This film, following the pattern set in Bell Diamond made a few years earlier, is firmly rooted in its setting, in this case San Francisco, and reflects both time, place, and a very particular cultural milieu. My friends mostly, and the kinds of lives they lived there in San Francisco before the boom and bust altered the city for a while. Like Bell Diamond and Slow Moves, this film too was completely improvised, in this case around a basic idea and structure, around which were wrapped ideas rooted in and reflective of the lives of my friends, albeit considerably shifted from their real lives.

For example: my friend Barbara worked running computers for a liquor distributor, each evening loading up these behemouth machines which tracked sales, etc. Jon English, who’d done the tracks for me on two films by then, was indeed a composer and musician, and while that remained, he also slipped into the shoes of another acquaintence who worked at the Exploratorium, the hands-on science museum in San Francisco. Nathaniel Dorsky, wonderful filmmaker - some of whose scraps are in Rembrandt Laughing (the hand processed blue material, and sand imagery) - does indeed have a collection of sands from around the world. And so on: Ed Green did run a frame making business; Jerry Barrish does run a bail bond business; John Powers is an architect; Peter Machel did aspire to being a gangster; Kate Dezina had been a somewhat famous soap opera star - and she gets to be weepy. Most the people in the film are set in their own workplaces, doing something close or similar to what they did in real life. The story though was not theirs, but rather a kind of gentle amalgamation of an attitude, a way of living and approaching life which reflected their thinking and feelings.

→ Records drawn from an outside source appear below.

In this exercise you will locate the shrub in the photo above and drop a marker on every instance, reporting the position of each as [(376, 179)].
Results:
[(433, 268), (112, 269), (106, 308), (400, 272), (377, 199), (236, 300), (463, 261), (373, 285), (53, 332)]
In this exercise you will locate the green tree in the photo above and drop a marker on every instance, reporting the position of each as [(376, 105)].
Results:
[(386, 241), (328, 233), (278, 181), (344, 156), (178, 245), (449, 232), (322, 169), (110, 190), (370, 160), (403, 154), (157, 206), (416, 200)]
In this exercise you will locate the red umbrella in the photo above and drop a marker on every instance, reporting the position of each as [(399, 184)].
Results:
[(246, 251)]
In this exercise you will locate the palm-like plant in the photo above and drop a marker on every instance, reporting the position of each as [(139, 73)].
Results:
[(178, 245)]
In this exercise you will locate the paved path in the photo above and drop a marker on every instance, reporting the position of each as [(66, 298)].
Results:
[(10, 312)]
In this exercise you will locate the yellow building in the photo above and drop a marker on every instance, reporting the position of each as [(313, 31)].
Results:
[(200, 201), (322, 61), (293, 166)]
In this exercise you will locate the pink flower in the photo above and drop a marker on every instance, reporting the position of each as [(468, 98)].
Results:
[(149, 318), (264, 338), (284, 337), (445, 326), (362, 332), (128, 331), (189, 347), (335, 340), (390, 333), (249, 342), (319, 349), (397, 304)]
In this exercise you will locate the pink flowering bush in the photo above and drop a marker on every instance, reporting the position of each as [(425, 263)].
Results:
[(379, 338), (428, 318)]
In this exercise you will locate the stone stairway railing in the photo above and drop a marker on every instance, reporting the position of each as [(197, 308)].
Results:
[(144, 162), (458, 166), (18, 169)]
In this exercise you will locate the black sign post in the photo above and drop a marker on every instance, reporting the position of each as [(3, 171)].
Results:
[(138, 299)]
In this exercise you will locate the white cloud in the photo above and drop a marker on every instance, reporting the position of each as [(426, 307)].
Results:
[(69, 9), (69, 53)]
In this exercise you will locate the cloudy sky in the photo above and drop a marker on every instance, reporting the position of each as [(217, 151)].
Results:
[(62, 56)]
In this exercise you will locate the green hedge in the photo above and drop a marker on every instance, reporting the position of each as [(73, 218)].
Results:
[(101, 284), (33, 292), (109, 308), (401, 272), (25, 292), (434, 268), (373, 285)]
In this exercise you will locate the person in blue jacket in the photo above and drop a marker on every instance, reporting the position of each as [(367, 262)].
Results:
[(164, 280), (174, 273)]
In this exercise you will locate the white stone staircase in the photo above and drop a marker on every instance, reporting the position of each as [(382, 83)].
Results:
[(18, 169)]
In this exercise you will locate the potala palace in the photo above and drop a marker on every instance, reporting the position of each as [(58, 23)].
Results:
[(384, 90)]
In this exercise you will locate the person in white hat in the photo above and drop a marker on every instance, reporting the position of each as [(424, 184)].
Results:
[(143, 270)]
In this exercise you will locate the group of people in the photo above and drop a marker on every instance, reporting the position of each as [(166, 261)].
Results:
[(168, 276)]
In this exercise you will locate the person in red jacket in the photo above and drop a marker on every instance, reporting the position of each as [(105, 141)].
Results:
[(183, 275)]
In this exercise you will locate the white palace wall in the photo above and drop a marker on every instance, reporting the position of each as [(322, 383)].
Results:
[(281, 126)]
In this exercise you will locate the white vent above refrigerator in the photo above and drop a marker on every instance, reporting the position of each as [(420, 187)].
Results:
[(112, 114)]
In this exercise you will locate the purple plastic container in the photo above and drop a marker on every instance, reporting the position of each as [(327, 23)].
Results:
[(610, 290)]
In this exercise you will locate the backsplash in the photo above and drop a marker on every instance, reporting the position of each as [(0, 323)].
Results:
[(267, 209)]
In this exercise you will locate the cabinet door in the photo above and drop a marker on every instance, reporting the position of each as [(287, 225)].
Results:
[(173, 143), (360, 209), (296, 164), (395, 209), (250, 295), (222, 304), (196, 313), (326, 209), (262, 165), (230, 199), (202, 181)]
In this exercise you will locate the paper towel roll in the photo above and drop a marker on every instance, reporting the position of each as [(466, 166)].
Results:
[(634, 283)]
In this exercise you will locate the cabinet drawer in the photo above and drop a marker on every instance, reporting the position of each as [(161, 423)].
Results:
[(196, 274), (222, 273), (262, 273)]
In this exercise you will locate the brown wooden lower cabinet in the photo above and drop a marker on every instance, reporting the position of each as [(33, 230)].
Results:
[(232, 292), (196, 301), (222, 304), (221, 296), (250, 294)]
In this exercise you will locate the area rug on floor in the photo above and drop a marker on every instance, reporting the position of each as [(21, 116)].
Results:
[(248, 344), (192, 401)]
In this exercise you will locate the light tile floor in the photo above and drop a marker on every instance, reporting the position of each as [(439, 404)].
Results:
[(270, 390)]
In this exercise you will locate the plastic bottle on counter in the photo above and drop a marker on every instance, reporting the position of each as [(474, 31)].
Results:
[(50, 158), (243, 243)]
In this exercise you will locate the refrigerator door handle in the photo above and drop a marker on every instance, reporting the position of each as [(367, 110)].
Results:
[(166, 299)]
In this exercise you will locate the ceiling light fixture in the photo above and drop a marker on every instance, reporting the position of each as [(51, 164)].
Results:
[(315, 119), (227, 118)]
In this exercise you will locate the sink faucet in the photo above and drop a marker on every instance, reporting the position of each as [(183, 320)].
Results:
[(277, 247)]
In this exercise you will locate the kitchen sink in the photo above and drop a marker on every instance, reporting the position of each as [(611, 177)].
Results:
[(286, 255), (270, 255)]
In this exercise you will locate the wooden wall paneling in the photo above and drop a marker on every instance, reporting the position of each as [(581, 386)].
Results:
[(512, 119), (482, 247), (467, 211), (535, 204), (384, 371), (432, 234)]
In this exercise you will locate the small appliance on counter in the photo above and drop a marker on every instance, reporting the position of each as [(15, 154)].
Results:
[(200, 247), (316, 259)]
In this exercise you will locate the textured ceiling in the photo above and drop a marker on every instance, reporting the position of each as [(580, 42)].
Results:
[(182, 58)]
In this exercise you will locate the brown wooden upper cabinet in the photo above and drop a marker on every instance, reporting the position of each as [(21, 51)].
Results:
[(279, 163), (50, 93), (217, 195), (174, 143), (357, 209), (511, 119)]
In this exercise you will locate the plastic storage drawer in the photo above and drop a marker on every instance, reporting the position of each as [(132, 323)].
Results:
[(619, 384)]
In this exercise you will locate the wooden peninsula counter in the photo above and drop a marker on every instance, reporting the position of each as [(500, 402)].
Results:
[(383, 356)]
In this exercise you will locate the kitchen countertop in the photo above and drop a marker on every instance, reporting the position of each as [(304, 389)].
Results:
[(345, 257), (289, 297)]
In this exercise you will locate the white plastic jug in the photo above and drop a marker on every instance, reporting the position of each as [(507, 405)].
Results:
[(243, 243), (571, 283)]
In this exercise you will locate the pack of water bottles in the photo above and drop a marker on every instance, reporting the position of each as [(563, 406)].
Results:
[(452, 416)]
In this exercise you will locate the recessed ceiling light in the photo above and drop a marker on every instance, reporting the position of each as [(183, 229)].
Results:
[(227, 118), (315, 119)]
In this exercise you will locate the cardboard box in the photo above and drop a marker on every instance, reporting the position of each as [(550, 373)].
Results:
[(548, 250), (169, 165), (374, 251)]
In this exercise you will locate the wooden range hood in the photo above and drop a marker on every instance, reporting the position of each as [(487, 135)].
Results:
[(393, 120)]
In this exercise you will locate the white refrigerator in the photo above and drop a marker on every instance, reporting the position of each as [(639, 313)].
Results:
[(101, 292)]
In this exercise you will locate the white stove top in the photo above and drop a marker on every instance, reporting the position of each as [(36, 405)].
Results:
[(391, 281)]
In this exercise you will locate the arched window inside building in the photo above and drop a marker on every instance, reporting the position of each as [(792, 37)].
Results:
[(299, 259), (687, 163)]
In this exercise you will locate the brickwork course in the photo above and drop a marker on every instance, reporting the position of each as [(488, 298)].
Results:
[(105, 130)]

And so, inserted into a basic structure, and an idea about story-telling, we improvised. The structure is cued with the title cards, with dates, perhaps too quickly on screen to be quite perceived: they run from a Sunday morning, the next day Monday, a bit later, then noonish on Tuesday; then early afternoon but a week later on Wednesday; then Thursday later in the afternoon; then Friday evening, but a month later; then for Saturday we move quickly, a shot for each character, through the whole day; Sunday morning a year later is the setting for the last scene. The “story” is told by what happens, and which the viewer is not given, in the spaces between.

To say we improvised - since many people have the quite incorrect idea that this means throwing people in front of a camera and yelling “swim” (and indeed some films I have seen seem to have such a mode of improvising) - means we talked about characters, ideas, and in some cases some things were written or nearly written. For example, in the opening scene a number of the jokes were conceived and written by myself; Jon English thought up, wrote and rehearsed his presentation as an Exploratorium guide; the sequence with the “gangsters” was written and prepared by Peter and John. On the other hand some sequences were pretty much spun up on the site, during shooting, with ideas shared, triggered by visual matters, recent little things that might have happened to one of the participants, a newspaper clipping. Thus the casual and relaxed manner of the film is derived out of its making, but is firmly grounded in the reality in which it was set - a peculiar and most specific cultural island in a particular time. When most people smoked weed; when the AIDS epidemic was reaching a crest, when many in this milieu casually skirted around the usual American guidelines of fixed jobs, of fitting into a corporate life-style. These things, not shown, are implicit in Rembrandt Laughing and the lives and characters which inhabit it. It could only be made by being a part of this world, of working inside it rather than sitting outside. Perhaps it can also only be understood in some senses by those for whom it presents an accurate mirror.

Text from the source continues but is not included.